“Il 22 novembre 1943, alle ore 13.00, ha luogo la prima catastrofica incursione aerea alleata su Foligno. Ormai assuefatta ai falsi allarmi, la città è colta di sorpresa e pagherà un prezzo altissimo: ingentissimi danni materiali e 97 vittime civili. Altre 32 incursioni si susseguiranno nei mesi successivi, fino all'ultimo giorno di guerra (16 giugno 1944).Alla fine si conteranno 137 vittime civili, centinaia di case interamente distrutte e oltre mille gravemente danneggiate”.
E' questo che si legge su uno dei tanti cartelloni cosparsi per la città. Oggi infatti la città di Foligno ha voluto ricordare e commemorare il 65° anniversario del bombardamento della città durante la seconda guerra mondiale.
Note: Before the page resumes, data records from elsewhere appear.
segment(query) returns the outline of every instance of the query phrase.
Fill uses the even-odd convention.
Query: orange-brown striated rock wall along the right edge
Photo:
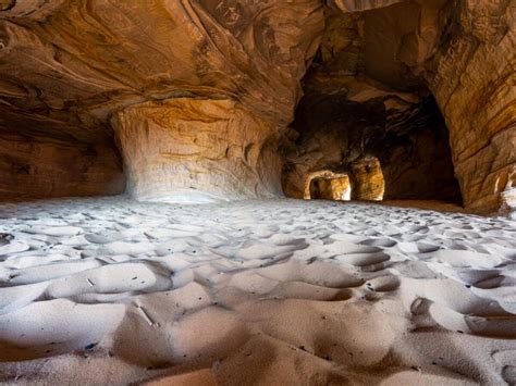
[[[516,2],[459,1],[427,78],[450,127],[464,203],[516,208]]]

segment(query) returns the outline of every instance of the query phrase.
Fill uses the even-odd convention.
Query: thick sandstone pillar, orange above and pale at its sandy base
[[[232,100],[179,98],[111,119],[138,200],[209,202],[281,196],[278,130]]]

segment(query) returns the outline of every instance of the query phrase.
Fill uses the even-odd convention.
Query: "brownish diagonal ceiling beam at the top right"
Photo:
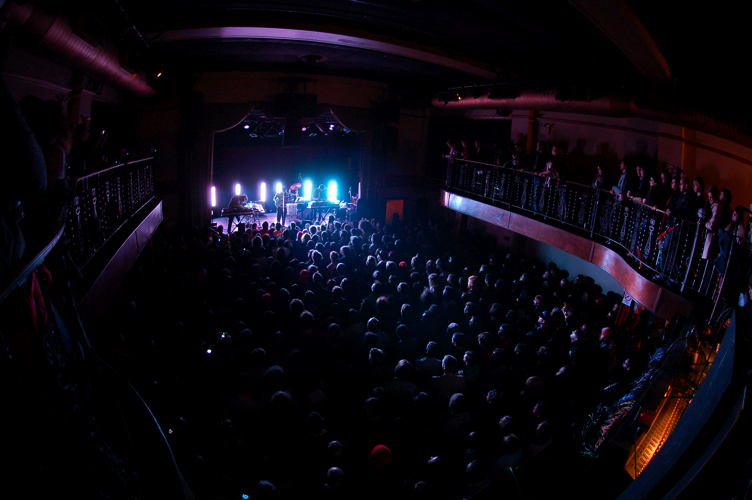
[[[569,0],[597,26],[642,73],[658,81],[671,79],[671,69],[648,30],[624,0]],[[677,4],[681,9],[681,4]]]

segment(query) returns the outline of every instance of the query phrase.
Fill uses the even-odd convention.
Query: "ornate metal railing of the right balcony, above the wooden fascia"
[[[719,277],[713,259],[718,252],[702,258],[710,232],[704,224],[575,182],[473,161],[448,161],[451,191],[603,239],[623,248],[640,270],[660,275],[682,292],[715,296]]]

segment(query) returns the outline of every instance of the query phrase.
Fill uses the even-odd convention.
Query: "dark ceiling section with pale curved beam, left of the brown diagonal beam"
[[[121,4],[161,60],[196,71],[284,70],[403,86],[602,81],[639,73],[567,2],[280,1]],[[564,21],[566,29],[561,29]],[[227,34],[208,28],[266,28]],[[596,40],[596,43],[593,43]],[[322,55],[305,63],[305,55]],[[576,57],[575,57],[576,56]],[[605,70],[605,71],[604,71]]]

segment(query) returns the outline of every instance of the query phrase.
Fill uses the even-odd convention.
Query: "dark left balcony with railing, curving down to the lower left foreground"
[[[148,406],[90,342],[162,220],[152,161],[79,179],[67,220],[0,274],[0,422],[18,436],[3,479],[24,496],[193,498]]]

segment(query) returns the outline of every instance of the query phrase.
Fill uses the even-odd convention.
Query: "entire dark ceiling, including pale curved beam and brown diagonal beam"
[[[60,4],[57,4],[60,5]],[[167,72],[343,75],[426,91],[486,83],[651,88],[742,114],[750,45],[737,2],[100,0],[93,11]],[[135,29],[131,28],[131,25]]]

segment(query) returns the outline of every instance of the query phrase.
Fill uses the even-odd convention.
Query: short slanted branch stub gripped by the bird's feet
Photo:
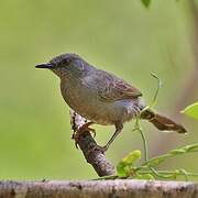
[[[87,122],[86,119],[70,110],[70,123],[74,134],[78,133],[80,127]],[[85,158],[92,165],[99,176],[114,175],[114,166],[106,160],[105,154],[98,148],[96,141],[89,131],[85,131],[78,139],[78,146],[82,151]]]

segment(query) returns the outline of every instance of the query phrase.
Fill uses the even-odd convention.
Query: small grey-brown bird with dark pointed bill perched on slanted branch
[[[65,102],[89,120],[82,127],[84,131],[95,123],[114,125],[113,135],[101,146],[103,152],[123,130],[123,124],[135,119],[140,112],[141,119],[150,121],[160,131],[186,133],[186,129],[172,119],[151,109],[143,111],[146,106],[138,88],[111,73],[98,69],[75,53],[61,54],[35,67],[50,69],[59,77]]]

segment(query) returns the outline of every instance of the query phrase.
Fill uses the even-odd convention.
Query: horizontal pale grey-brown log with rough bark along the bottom
[[[196,198],[198,184],[146,180],[0,182],[2,198]]]

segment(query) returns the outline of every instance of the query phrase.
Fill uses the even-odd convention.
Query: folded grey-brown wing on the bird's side
[[[100,98],[106,101],[133,99],[142,96],[140,90],[105,70],[98,69],[95,73],[94,81]]]

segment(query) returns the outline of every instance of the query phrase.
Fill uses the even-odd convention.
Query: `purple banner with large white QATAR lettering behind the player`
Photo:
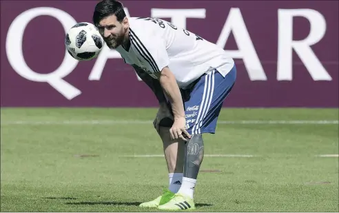
[[[65,54],[65,31],[97,2],[1,1],[1,107],[157,106],[114,50]],[[224,48],[238,69],[227,107],[338,108],[338,1],[122,2]]]

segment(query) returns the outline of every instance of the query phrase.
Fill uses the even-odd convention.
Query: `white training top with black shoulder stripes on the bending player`
[[[154,79],[154,72],[168,66],[179,88],[185,88],[201,75],[217,69],[224,77],[234,61],[223,48],[162,19],[129,18],[130,50],[116,48],[125,63],[143,68]]]

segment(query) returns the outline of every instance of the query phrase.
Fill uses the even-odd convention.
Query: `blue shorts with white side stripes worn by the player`
[[[201,76],[194,86],[181,90],[189,134],[216,132],[220,110],[236,81],[236,65],[223,77],[218,70]]]

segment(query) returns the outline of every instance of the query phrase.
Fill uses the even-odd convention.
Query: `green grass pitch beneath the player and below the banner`
[[[138,204],[167,187],[165,159],[133,156],[163,154],[155,113],[2,108],[1,212],[159,212]],[[205,154],[224,155],[203,161],[196,212],[339,211],[338,109],[224,109],[219,120],[237,122],[205,136]]]

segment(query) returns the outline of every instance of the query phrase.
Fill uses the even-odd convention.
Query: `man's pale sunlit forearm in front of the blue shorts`
[[[172,74],[169,68],[164,68],[162,70],[159,81],[164,92],[167,94],[167,98],[170,99],[174,119],[185,117],[181,92],[178,88],[178,84],[176,83],[174,74]]]

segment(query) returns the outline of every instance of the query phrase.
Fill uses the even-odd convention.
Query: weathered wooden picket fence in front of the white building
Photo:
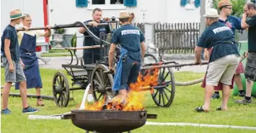
[[[154,45],[162,54],[193,53],[199,27],[199,23],[154,24]]]

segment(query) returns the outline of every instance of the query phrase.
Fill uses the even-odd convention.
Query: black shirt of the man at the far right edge
[[[256,15],[246,20],[248,28],[248,51],[256,52]]]

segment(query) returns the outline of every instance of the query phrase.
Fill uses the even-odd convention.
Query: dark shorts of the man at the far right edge
[[[256,52],[249,52],[244,76],[247,80],[256,81]]]

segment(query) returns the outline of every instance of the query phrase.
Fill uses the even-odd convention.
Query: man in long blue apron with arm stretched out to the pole
[[[29,14],[24,15],[25,17],[22,17],[23,27],[28,29],[31,26],[32,19]],[[43,86],[40,77],[39,64],[35,53],[35,47],[37,45],[37,37],[50,37],[50,26],[47,25],[46,27],[48,27],[46,32],[36,30],[17,32],[19,51],[21,53],[20,58],[25,64],[24,73],[27,78],[27,88],[35,88],[37,93],[37,106],[44,106],[44,104],[40,96],[40,89]],[[15,84],[15,89],[19,89],[19,83]]]

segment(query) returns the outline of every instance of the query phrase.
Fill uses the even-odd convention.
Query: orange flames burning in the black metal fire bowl
[[[141,70],[137,82],[130,84],[130,91],[128,92],[127,98],[123,99],[118,95],[107,102],[102,100],[94,104],[86,104],[85,110],[101,111],[102,109],[115,109],[120,111],[142,111],[144,110],[144,102],[146,101],[146,91],[154,93],[154,88],[151,86],[157,86],[158,75],[158,68]]]

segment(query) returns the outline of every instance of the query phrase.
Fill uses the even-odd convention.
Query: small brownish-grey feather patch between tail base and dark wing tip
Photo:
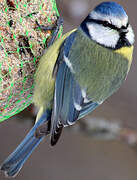
[[[41,138],[42,136],[46,136],[50,133],[50,121],[48,123],[44,123],[39,126],[35,131],[35,137]]]

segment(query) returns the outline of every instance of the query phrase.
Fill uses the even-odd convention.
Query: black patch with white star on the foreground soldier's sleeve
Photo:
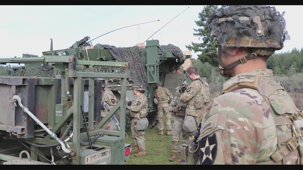
[[[212,165],[217,155],[217,138],[206,136],[200,141],[199,161],[201,165]]]

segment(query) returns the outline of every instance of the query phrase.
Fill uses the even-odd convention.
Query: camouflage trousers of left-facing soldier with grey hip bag
[[[132,137],[134,141],[134,145],[139,147],[140,151],[146,150],[146,140],[145,140],[145,132],[144,130],[136,130],[137,125],[135,122],[137,122],[138,118],[132,118],[130,129],[132,131]]]

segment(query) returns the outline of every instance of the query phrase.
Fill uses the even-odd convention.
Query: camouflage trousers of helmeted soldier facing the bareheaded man
[[[182,132],[182,143],[188,144],[190,142],[188,140],[189,133],[186,130],[183,130],[183,123],[184,123],[184,117],[176,116],[173,122],[173,129],[171,131],[171,135],[173,136],[173,139],[171,140],[171,143],[173,145],[171,151],[174,153],[177,153],[179,151],[178,143],[180,140],[181,132]]]

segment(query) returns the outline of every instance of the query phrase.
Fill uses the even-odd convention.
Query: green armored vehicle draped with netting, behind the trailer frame
[[[148,115],[149,128],[153,128],[158,123],[157,105],[153,103],[153,94],[155,83],[162,82],[163,87],[167,87],[173,96],[176,96],[176,88],[184,81],[189,80],[185,74],[186,68],[190,65],[190,51],[181,51],[179,47],[173,44],[159,45],[158,40],[146,41],[146,45],[138,43],[132,47],[115,47],[108,44],[93,45],[89,41],[90,37],[86,36],[83,39],[76,41],[67,49],[51,50],[42,52],[43,56],[76,56],[77,60],[91,61],[89,67],[78,67],[78,70],[110,74],[128,74],[126,85],[126,96],[129,100],[133,100],[132,83],[140,82],[145,87],[143,93],[148,100]],[[35,55],[23,54],[23,57],[37,57]],[[129,64],[125,70],[121,70],[119,66],[100,67],[94,66],[93,61],[126,62]],[[48,70],[47,67],[38,66],[32,67],[30,64],[25,65],[29,70],[21,70],[17,73],[19,76],[42,76],[37,69]],[[52,76],[52,71],[44,76]],[[22,74],[19,74],[19,73]],[[56,72],[56,71],[55,71]],[[57,73],[54,74],[56,76]],[[111,90],[117,100],[120,101],[121,95],[121,79],[107,78],[108,89]],[[115,114],[119,120],[120,113]],[[126,116],[126,129],[128,126],[128,117]]]

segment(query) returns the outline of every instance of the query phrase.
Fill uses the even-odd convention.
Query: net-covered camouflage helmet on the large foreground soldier
[[[223,47],[253,47],[253,52],[270,56],[290,40],[285,30],[285,12],[266,5],[222,5],[206,24],[211,36]]]

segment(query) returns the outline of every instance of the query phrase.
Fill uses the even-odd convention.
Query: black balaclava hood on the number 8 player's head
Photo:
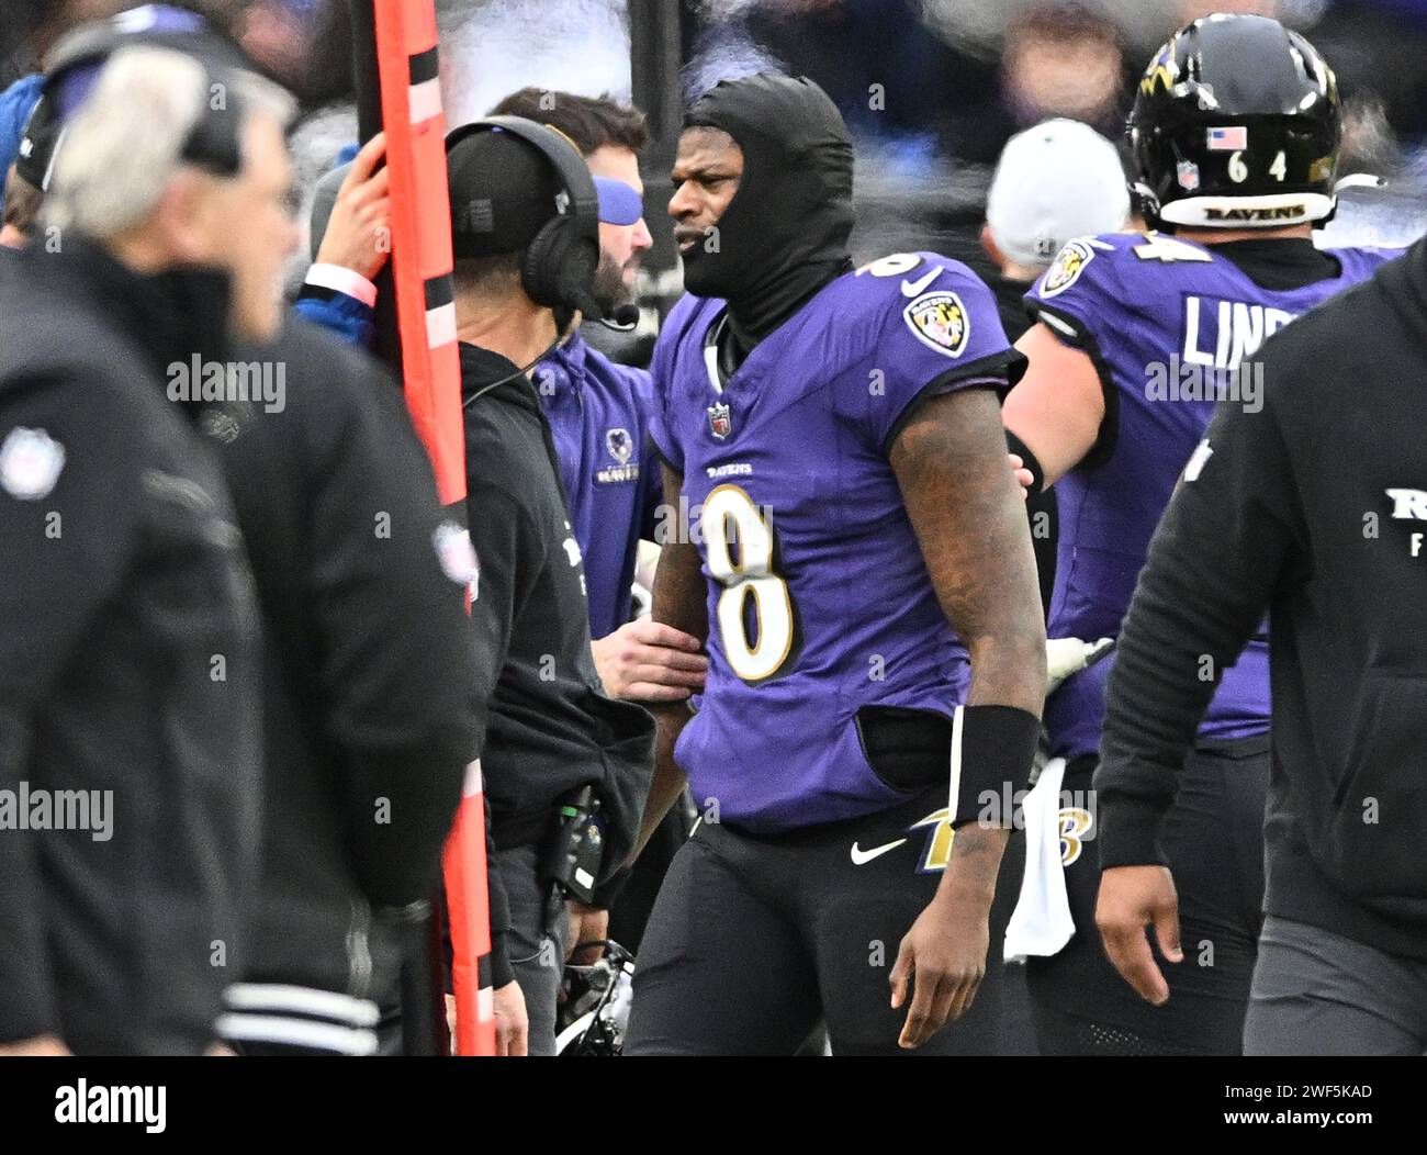
[[[718,250],[684,254],[684,284],[729,303],[746,351],[852,267],[852,140],[828,94],[806,77],[746,76],[699,97],[685,128],[722,128],[743,176],[718,221]]]

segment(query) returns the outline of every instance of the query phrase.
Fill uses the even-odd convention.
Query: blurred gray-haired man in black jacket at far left
[[[49,190],[59,251],[23,253],[0,310],[0,1054],[198,1054],[245,945],[254,591],[166,393],[227,358],[230,317],[275,330],[294,234],[278,117],[210,113],[194,71],[68,77],[93,91]]]

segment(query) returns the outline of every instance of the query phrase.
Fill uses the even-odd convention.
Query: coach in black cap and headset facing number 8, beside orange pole
[[[491,932],[502,1048],[555,1052],[565,902],[604,905],[649,785],[654,721],[608,698],[589,650],[579,547],[529,370],[575,311],[598,317],[594,181],[558,133],[518,117],[447,140],[471,617],[504,655],[481,754],[495,861]]]

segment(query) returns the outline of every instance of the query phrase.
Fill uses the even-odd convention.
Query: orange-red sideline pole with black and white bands
[[[465,525],[465,433],[451,287],[445,116],[432,0],[374,0],[381,118],[387,133],[391,264],[407,407],[435,471],[441,504]],[[494,1055],[491,917],[479,762],[447,841],[457,1054]]]

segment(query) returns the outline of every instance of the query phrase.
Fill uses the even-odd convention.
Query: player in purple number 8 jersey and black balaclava
[[[997,403],[1020,358],[958,261],[853,268],[852,146],[808,80],[712,89],[674,186],[654,615],[709,672],[695,712],[659,707],[645,828],[685,777],[702,821],[626,1054],[791,1054],[819,1021],[833,1054],[990,1054],[1045,695]]]

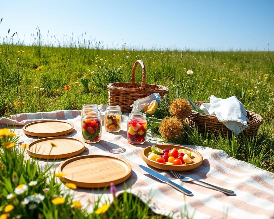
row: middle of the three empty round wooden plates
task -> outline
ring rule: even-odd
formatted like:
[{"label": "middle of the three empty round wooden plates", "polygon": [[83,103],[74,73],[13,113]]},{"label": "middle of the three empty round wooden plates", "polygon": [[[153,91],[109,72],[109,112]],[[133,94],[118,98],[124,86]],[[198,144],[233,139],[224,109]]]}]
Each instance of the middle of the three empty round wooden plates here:
[{"label": "middle of the three empty round wooden plates", "polygon": [[[52,147],[51,143],[57,145]],[[27,153],[32,157],[42,159],[62,159],[72,157],[85,150],[82,140],[70,137],[49,137],[35,140],[27,147]]]}]

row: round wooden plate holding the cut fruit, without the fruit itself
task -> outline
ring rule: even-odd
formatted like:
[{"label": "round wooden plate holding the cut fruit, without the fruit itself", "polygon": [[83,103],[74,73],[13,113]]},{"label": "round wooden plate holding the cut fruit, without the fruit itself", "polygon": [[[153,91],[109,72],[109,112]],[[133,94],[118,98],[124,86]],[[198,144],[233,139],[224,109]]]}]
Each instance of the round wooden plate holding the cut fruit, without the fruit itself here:
[{"label": "round wooden plate holding the cut fruit, without the fruit itself", "polygon": [[152,161],[148,159],[148,153],[151,151],[151,146],[144,148],[142,151],[142,159],[150,166],[161,169],[161,170],[173,170],[173,171],[187,171],[192,170],[197,167],[199,167],[203,162],[203,156],[198,152],[188,147],[178,146],[178,145],[152,145],[156,146],[160,149],[169,149],[177,148],[177,149],[187,149],[191,152],[191,159],[192,163],[190,164],[183,164],[183,165],[172,165],[172,164],[164,164],[164,163],[158,163],[156,161]]}]

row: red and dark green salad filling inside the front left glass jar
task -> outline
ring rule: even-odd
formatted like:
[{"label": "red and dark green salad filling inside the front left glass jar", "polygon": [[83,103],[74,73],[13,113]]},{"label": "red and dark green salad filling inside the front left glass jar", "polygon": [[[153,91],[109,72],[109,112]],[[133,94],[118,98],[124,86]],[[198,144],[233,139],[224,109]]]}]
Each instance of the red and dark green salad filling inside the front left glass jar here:
[{"label": "red and dark green salad filling inside the front left glass jar", "polygon": [[98,119],[82,119],[82,137],[86,142],[98,142],[101,138],[101,122]]}]

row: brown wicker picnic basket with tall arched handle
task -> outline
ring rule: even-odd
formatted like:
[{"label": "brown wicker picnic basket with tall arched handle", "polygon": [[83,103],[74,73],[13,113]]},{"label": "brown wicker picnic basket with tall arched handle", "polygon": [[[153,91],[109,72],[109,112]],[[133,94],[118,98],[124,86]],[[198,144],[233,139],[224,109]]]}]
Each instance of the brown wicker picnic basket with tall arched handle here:
[{"label": "brown wicker picnic basket with tall arched handle", "polygon": [[[142,66],[142,83],[135,83],[135,70]],[[153,93],[159,93],[161,97],[169,92],[162,85],[146,84],[146,66],[142,60],[137,60],[132,68],[131,83],[110,83],[108,88],[108,104],[121,106],[122,113],[131,112],[130,105],[138,98],[144,98]]]}]

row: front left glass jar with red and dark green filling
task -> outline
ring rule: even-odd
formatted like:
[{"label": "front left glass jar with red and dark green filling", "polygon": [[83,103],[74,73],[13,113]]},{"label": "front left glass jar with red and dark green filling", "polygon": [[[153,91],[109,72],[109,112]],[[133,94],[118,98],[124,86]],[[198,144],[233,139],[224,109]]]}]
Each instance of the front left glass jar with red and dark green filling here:
[{"label": "front left glass jar with red and dark green filling", "polygon": [[100,141],[102,135],[102,119],[99,111],[83,112],[82,115],[82,139],[86,143]]}]

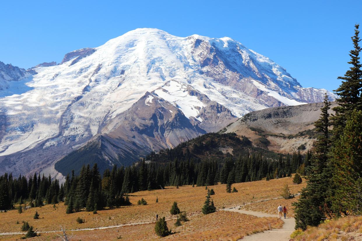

I momenti della memoria sono stati diversi, da una messa commemorativa nella chiesa di S. Agostino officiata dal vescovo Gualtiero Sigismondi, alla deposizione di una corona d'alloro al monumento della memoria e della pace in piazza Don Minzoni. Alle 12,00 presso l'auditorium San Domenico un incontro sul tema “Città sotto le bombe”, per un mondo senza più guerre.
Per ricordare quei momenti difficili, dislocati in vari punti della città delle foto ingrandite di alcuni edifici immortalato subito dopo il bombardamento.